Meituan, JD.com’s Food Delivery War Worsens $100 Billion Rout

Meituan, JD.com’s Food Delivery War Worsens $100 Billion Rout
Photo: AP 27.05.2025 2399

Earlier, China's market regulator SAMR had urged online platforms to set reasonable commissions for merchants, which would also make things difficult for e-commerce giants.

Shares of Meituan and JD.com have lost a combined $100 billion in market value since late last year, highlighting the fallout of a costly battle to win a bigger slice of the Chinese food delivery business.

The companies’ Hong Kong-listed shares have both dropped over 30% from a peak reached in early October and rank among the worst performers on the benchmark Hang Seng Tech Index. The stocks have suffered as DeepSeek’s technological advancement fuels a pivot toward firms with greater artificial intelligence capabilities, and JD.com deployed a cash-burning strategy to promote its food platform.
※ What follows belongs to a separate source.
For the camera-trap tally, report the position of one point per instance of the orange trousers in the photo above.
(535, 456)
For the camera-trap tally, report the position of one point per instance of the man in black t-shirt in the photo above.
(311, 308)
Meituan’s stock has pared some of its drop after sliding over 5% on Tuesday following the release of its March quarter results, but it’s still down almost 15% for the year.

Earlier, Chinese regulators issued draft guidelines over the fees online platforms charge merchants, spooking investors already concerned about slowing growth in the country’s e-commerce space.

Platform operators’ charges should be reasonable and take into account the operational status of merchants, the State Administration for Market Regulation, the country’s anti-monopoly regulator, said in a statement Sunday. 

The guidelines follow a series of steps by Beijing to support local merchants under pressure from a sluggish economy and a trade war with the US, as well as online platforms’ longstanding customer-first approach. But they also coincide with rising price competition that’s squeezing margins throughout China’s e-commerce landscape.

Bloomberg cites Vey-Sern Ling, managing director at Union Bancaire Privee, who believes that given the weak economy and potential tariffs, the Chinese government wants to support small merchants, but it could be “quite negative for e-commerce platforms if this translates into substantive fee restrictions.”